{Reference Type}: Journal Article
{Title}: Plasticity-induced actin polymerization in the dendritic shaft regulates intracellular AMPA receptor trafficking.
{Author}: Wong VC;Houlihan PR;Liu H;Walpita D;DeSantis MC;Liu Z;O'Shea EK;
{Journal}: Elife
{Volume}: 13
{Issue}: 0
{Year}: 2024 Aug 15
{Factor}: 8.713
{DOI}: 10.7554/eLife.80622
{Abstract}: AMPA-type receptors (AMPARs) are rapidly inserted into synapses undergoing plasticity to increase synaptic transmission, but it is not fully understood if and how AMPAR-containing vesicles are selectively trafficked to these synapses.
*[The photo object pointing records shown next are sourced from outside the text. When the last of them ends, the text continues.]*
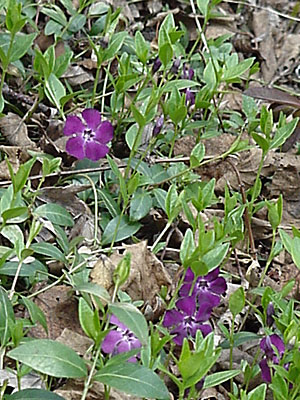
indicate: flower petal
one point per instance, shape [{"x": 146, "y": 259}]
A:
[
  {"x": 204, "y": 312},
  {"x": 73, "y": 125},
  {"x": 185, "y": 289},
  {"x": 212, "y": 275},
  {"x": 265, "y": 370},
  {"x": 189, "y": 275},
  {"x": 92, "y": 118},
  {"x": 172, "y": 317},
  {"x": 218, "y": 286},
  {"x": 105, "y": 132},
  {"x": 110, "y": 341},
  {"x": 94, "y": 150},
  {"x": 75, "y": 147},
  {"x": 187, "y": 305},
  {"x": 114, "y": 320},
  {"x": 205, "y": 296}
]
Here, we developed a strategy to label AMPAR GluA1 subunits expressed from their endogenous loci in cultured rat hippocampal neurons and characterized the motion of GluA1-containing vesicles using single-particle tracking and mathematical modeling. We find that GluA1-containing vesicles are confined and concentrated near sites of stimulation-induced structural plasticity. We show that confinement is mediated by actin polymerization, which hinders the active transport of GluA1-containing vesicles along the length of the dendritic shaft by modulating the rheological properties of the cytoplasm. Actin polymerization also facilitates myosin-mediated transport of GluA1-containing vesicles to exocytic sites. We conclude that neurons utilize F-actin to increase vesicular GluA1 reservoirs and promote exocytosis proximal to the sites of synaptic activity.